La Commissione Cultura di Palazzo dei Bruzi, presieduta dal consigliere comunale Massimiliano Battaglia, ha dedicato un’apposita seduta al dibattito in corso sul ritorno a scuola degli studenti, secondo le indicazioni contenute nell’ordinanza emanata nei giorni scorsi dal Presidente facente funzioni della Regione Calabria Nino Spirlì.

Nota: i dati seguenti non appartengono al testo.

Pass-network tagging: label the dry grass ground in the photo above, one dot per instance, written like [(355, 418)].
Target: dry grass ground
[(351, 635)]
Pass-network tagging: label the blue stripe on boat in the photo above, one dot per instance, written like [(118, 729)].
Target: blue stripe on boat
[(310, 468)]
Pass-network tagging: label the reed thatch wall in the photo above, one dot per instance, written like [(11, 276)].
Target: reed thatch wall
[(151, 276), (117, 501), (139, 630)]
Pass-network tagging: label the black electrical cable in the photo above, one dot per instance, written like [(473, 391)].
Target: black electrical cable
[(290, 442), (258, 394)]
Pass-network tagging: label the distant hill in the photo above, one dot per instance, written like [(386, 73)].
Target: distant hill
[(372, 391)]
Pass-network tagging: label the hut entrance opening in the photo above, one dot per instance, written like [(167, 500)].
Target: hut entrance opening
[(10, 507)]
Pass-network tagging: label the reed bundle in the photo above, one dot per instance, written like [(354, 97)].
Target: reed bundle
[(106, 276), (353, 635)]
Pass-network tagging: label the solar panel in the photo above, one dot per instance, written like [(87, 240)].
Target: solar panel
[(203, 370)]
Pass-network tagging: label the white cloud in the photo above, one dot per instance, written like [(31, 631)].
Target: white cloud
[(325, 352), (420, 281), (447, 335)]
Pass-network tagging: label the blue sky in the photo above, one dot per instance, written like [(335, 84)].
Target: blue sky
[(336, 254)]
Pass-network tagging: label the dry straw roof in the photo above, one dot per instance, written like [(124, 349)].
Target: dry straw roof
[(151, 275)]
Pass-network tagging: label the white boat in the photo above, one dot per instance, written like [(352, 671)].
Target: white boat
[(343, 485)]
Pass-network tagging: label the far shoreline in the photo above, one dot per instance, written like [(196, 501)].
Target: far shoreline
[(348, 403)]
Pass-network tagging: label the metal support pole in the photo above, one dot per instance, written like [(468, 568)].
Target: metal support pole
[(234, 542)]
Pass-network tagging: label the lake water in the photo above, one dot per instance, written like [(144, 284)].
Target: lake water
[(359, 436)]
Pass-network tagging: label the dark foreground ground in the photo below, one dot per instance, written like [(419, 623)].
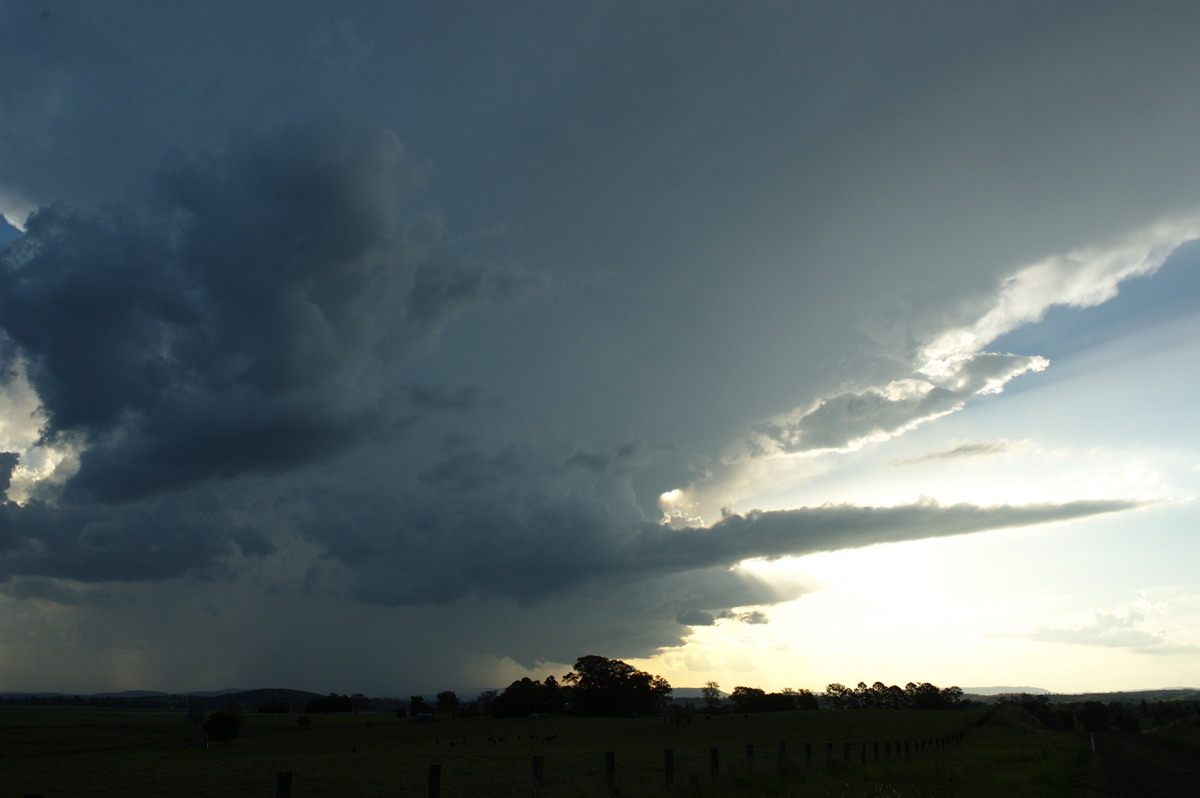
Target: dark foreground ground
[(1141, 766)]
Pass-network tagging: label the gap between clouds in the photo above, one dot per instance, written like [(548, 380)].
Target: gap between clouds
[(952, 367)]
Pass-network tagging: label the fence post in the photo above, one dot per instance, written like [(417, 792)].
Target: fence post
[(435, 781)]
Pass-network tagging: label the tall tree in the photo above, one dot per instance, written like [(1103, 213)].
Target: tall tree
[(604, 687), (712, 693)]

Ospite dell’organismo consiliare, il dirigente scolastico del Liceo Classico “Bernardino Telesio”, Antonio Iaconianni, che nei giorni scorsi aveva scritto una lettera al Presidente della Regione Spirlì per chiedere la prosecuzione della Didattica a distanza al posto del rientro in presenza, a causa dell’emergenza sanitaria ancora in atto.

Dopo l’introduzione del Presidente Massimiliano Battaglia, i lavori della commissione hanno fatto registrare l’intervento della consigliera Maria Teresa De Marco (Presidente della commissione sanità) che ha espresso perplessità e preoccupazione soprattutto in ragione degli assembramenti cui danno luogo i ragazzi fuori dalla scuola. “Circostanza quest’ultima – ha sottolineato De Marco – che rende la scuola meno sicura, anche a causa di un sistema di trasporto degli studenti che non è in grado di tutelarli pienamente”.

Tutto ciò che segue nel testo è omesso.